[see s114-130 Planning & Environment Act]
by Ian Wood, President of SOS & Member of PIA (Planning Institute of Australia(
Occasionally when construction commences on a development, some aspect of the building does not comply with the planning permit (eg, floor levels or walls significantly higher than shown on the plans, window openings appearing where none were shown originally, etc)
What you do next depends on why these changes have occurred – whether the building contractor didn’t follow the building permit, whether the building surveyor didn’t follow the planning permit, or whether extra unauthorised details (such as extra height and more windows) were surreptitiously included on the final plans submitted for endorsement by council. If these unrequested and unauthorised changes are not detected by the council planner (and they ofton aren’t), they get endorsed and technically become part of the planning permit.
Rectification gets more difficult the further down this list you go. If you make a formal complaint, Council should be prepared to enforce the planning permit if the contractor or Building Surveyor are at fault. But if the planning permit itself is flawed because council failed to detect unauthorised changes to plans submitted for endorsement, they will be loath to act because they could be legally liable for damages if enforcement is upheld due to consequent rectification and construction delays.
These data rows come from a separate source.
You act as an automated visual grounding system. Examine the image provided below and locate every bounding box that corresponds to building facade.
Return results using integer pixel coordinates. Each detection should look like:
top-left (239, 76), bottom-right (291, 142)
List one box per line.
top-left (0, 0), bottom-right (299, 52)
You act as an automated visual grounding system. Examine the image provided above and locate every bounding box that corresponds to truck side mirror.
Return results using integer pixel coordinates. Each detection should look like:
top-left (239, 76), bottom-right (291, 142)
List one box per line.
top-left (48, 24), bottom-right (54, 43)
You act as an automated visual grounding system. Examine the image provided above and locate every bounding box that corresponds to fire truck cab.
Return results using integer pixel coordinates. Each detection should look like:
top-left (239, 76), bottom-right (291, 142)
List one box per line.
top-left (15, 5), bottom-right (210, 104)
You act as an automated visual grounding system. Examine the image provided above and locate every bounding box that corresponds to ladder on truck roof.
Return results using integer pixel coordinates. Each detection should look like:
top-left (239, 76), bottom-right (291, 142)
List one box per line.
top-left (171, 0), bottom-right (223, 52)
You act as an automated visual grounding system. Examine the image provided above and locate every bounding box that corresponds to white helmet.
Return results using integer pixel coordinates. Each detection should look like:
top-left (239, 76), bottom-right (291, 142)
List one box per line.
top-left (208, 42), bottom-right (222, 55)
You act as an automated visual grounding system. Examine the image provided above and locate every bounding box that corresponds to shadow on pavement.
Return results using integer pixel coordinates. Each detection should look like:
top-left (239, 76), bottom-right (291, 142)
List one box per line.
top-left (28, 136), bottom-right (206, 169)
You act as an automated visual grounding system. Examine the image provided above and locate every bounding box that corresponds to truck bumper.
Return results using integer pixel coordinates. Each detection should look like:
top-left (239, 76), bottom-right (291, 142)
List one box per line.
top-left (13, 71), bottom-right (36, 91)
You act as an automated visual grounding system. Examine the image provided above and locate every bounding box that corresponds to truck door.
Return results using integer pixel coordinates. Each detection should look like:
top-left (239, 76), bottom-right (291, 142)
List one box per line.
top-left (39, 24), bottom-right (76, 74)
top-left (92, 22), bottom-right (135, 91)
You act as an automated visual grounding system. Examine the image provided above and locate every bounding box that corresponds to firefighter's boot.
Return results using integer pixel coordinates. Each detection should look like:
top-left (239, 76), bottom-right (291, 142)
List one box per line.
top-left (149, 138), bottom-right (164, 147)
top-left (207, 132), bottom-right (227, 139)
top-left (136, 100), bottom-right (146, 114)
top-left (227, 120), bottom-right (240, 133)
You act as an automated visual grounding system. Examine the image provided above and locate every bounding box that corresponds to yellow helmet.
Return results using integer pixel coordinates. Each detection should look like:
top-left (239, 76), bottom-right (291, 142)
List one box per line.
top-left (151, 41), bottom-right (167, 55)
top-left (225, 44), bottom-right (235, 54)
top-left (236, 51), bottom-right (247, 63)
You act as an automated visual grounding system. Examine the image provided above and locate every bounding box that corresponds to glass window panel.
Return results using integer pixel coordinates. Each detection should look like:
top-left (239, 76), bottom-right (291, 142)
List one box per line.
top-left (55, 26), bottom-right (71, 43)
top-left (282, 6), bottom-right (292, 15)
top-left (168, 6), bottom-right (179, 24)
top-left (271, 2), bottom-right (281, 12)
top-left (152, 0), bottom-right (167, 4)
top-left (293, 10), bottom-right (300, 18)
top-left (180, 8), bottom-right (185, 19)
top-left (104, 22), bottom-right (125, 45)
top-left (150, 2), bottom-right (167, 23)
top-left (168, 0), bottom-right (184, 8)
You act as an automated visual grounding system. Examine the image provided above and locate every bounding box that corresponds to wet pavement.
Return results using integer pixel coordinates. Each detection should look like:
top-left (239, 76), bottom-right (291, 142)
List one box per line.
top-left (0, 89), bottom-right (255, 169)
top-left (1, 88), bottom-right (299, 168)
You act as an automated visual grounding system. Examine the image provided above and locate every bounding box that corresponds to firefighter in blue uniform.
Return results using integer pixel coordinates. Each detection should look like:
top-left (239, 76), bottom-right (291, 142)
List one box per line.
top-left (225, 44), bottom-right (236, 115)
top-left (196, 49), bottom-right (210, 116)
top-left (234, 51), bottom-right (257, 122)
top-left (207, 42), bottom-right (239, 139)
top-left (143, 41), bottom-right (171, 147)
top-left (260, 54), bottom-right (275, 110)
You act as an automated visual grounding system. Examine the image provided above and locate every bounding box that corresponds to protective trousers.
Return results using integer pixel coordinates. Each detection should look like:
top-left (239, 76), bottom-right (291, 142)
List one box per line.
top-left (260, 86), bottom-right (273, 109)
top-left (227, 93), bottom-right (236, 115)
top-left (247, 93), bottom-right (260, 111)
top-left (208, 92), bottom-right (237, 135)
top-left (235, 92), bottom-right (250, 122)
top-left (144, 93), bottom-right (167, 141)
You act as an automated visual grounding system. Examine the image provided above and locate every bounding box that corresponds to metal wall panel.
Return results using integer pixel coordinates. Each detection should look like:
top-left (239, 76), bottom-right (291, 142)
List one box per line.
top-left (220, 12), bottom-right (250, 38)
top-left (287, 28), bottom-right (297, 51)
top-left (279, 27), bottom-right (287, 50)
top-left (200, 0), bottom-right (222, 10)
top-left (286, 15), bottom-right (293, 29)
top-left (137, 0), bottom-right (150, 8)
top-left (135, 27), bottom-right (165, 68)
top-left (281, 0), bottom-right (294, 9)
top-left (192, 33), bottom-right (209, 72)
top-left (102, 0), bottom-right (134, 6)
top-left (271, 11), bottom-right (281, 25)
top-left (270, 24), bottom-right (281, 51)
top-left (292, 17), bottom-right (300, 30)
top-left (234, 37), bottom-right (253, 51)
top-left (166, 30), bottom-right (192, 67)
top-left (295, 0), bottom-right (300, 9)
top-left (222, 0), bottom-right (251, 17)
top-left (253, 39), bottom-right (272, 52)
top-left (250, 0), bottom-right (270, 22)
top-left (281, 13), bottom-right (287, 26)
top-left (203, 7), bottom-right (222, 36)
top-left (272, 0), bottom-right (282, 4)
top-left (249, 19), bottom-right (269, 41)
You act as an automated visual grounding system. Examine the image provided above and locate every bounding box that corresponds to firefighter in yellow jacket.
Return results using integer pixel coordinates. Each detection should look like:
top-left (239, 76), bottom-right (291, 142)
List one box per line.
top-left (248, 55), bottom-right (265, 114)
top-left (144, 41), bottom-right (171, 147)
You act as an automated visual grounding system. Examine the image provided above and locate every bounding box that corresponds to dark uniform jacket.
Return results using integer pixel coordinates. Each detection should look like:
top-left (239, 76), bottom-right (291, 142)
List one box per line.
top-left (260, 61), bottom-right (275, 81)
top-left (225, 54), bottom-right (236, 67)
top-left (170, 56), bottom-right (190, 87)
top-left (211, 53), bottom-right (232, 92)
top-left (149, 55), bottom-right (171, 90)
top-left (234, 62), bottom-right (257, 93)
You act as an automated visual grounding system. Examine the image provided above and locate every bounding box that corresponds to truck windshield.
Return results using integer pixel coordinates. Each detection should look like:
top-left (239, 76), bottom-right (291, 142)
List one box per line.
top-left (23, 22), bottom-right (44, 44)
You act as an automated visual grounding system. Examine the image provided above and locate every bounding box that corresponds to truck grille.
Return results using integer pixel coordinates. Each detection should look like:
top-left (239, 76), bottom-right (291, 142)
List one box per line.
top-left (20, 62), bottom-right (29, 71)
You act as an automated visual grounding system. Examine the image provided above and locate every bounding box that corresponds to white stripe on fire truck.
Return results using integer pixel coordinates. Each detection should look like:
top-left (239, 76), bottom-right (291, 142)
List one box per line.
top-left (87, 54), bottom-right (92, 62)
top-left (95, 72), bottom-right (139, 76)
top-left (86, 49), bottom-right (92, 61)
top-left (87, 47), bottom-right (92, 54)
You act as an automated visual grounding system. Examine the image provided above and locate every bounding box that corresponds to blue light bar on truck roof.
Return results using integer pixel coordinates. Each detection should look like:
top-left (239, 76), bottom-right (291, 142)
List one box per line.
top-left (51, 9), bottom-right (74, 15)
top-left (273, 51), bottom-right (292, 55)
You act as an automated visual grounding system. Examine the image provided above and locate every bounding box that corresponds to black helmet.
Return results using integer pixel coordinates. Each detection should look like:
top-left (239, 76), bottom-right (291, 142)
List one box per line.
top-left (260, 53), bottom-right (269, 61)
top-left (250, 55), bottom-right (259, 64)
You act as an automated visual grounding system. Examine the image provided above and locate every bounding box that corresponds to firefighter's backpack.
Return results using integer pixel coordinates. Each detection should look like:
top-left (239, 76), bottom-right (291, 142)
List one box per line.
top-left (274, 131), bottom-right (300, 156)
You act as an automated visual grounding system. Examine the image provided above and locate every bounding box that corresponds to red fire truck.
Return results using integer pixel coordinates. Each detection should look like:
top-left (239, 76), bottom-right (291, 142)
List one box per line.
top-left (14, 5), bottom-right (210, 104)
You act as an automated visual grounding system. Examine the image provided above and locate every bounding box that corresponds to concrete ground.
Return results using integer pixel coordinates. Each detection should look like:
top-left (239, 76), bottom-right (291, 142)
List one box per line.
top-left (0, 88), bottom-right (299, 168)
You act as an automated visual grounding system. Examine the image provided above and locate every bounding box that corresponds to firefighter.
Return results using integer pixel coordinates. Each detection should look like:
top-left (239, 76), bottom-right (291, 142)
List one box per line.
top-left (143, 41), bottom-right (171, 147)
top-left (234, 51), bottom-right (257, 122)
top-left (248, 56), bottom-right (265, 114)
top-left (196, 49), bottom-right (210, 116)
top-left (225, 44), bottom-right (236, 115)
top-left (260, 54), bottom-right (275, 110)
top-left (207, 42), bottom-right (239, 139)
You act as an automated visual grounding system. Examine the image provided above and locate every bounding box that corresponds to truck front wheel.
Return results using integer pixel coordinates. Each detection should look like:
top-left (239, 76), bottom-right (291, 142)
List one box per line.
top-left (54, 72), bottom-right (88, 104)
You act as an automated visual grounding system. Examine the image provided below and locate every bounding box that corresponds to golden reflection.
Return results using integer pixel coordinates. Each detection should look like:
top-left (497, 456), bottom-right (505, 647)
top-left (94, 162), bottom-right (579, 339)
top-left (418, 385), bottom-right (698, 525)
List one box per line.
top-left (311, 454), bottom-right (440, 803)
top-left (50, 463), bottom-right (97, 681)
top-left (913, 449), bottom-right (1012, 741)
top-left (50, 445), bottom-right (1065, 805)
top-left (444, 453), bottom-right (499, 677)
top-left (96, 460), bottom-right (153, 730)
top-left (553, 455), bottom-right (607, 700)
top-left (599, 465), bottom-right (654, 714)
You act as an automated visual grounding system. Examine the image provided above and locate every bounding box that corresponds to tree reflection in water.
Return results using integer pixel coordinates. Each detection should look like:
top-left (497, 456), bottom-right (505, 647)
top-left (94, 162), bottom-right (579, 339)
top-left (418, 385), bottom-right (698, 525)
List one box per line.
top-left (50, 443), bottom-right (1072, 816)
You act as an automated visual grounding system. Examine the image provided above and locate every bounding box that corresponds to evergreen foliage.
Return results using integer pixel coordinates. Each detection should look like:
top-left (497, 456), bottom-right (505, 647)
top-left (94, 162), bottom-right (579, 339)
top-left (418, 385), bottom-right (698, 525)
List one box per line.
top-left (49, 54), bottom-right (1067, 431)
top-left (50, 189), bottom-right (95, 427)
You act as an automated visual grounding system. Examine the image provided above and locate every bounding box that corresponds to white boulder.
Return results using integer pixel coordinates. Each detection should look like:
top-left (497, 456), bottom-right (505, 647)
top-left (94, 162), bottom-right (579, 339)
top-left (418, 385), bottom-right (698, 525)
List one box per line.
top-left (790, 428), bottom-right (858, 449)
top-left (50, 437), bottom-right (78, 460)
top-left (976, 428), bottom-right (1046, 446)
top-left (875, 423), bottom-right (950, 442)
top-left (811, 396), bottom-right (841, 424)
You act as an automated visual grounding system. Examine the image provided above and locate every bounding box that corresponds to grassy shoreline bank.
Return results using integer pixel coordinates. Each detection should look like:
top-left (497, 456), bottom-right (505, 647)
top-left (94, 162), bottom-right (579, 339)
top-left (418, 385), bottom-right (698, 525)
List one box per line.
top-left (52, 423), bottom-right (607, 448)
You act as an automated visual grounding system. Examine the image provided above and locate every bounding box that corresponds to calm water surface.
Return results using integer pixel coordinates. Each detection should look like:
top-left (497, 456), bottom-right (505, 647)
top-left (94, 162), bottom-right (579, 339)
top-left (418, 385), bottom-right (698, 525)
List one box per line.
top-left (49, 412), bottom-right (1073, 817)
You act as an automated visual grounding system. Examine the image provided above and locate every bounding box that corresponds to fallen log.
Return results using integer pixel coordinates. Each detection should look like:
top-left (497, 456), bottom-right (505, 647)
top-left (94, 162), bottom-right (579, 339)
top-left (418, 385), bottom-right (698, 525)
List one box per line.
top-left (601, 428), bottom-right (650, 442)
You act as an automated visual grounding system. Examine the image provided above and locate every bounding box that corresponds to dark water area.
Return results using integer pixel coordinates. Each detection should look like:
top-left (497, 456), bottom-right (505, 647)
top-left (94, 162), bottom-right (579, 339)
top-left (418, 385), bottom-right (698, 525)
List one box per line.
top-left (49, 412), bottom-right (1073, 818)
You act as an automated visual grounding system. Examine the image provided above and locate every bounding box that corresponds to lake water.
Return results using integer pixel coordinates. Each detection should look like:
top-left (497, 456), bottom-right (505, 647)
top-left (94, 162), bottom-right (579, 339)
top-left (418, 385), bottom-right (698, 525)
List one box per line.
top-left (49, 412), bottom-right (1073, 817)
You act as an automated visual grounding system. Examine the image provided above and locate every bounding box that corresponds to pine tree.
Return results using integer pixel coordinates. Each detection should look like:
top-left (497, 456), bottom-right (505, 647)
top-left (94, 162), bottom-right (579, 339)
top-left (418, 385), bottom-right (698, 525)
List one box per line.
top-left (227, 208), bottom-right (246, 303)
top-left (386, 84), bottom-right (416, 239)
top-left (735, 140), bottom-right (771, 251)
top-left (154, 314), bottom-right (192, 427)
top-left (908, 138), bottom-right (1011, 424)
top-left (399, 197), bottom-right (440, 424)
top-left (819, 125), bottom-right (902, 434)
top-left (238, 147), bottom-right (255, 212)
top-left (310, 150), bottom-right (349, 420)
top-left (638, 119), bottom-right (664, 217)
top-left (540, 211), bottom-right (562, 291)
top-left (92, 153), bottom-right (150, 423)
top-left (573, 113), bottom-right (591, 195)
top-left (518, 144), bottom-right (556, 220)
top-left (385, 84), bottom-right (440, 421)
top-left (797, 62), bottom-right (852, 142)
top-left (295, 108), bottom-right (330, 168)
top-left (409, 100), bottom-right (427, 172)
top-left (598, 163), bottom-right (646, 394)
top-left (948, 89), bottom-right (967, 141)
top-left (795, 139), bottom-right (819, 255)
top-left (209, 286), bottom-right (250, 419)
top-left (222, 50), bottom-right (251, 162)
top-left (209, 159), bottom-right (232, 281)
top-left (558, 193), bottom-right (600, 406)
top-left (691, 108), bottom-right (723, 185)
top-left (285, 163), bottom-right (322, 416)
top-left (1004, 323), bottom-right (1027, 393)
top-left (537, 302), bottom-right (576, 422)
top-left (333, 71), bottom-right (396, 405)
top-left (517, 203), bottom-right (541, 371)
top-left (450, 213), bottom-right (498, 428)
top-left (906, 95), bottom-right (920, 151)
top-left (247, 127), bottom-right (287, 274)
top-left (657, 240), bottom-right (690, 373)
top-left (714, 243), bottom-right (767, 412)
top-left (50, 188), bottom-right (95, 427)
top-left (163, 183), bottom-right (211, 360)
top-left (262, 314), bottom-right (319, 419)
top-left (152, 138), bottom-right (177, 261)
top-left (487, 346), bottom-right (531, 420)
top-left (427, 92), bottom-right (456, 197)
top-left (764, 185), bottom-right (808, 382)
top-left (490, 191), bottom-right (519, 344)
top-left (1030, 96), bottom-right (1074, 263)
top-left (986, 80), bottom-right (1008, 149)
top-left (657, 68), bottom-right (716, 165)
Assuming you were an objector to this development, you would have received the Notice of Decision to issue a permit, which would have included any recommended changes (finalised as conditions). These may have included the changes that you are concerned about (in which case you should have immediately challenged that decision at VCAT – s82 P & E Act).
You would normally also ask Council for a copy of the Delegate Report to see the detailed assessment of the application and why extra conditions were or were not included on the draft permit.
When you are notified of permit conditions and don’t challenge them within 21 days (thus allowing a permit to issue), you can’t then appeal against those changes (unless you were not notified of council’s decision and thus didn’t realise that a permit was to be granted. In this case you need to appeal under s89 to cancel or amend the permit BUT THIS CAN BE RISKY – see separate section under FAQ on s89 appeals).
If the building is already underway and the changes that concern you are not included in the permit conditions, the first thing to do is obtain as much evidence as you can (eg, photographs, measurements, any relevant documentation) and then formally complain to your council. They will check and should act to enforce the permit.
However, particularly with minor breaches and especially if the council itself has made mistakes, they will be loath to act, as explained above. In this case, try to get the council planning unit to allow you access to a copy of the stamped endorsed plans together with the approved permit, to compare against the plans in the development application when it was assessed. Some councils allow you to check any planning file but many others only let you see “open” files (ie, applications that are still being assessed).
However, if you explain that you need the information for a possible VCAT appeal, they are more likely to let you see the endorsed plans. Your local councillor may help – councils have a policy of answering inquiries within a certain time (usually a week). However, some councils will refuse to allow access to all files except those that are still open, in which case you may need to lodge a Freedom of Information request with the Council. Unfortunately, this usually takes up to 45 days to be dealt with.
If you confirm from the endorsed plans that there is a clear difference between the plans and what is being built, you should demand that the council enforce the permit via a Planning Infringement Notice, or for more serious breaches, a formal Enforcement Order at VCAT.
If Council doesn’t act, you would need to lodge an enforcement appeal yourself instead (s114 P&E Act). You’ll need concrete evidence and you should seek professional help with such an appeal.
You also need to act fairly quickly – VCAT expects objectors to act as soon as they become aware of the problem.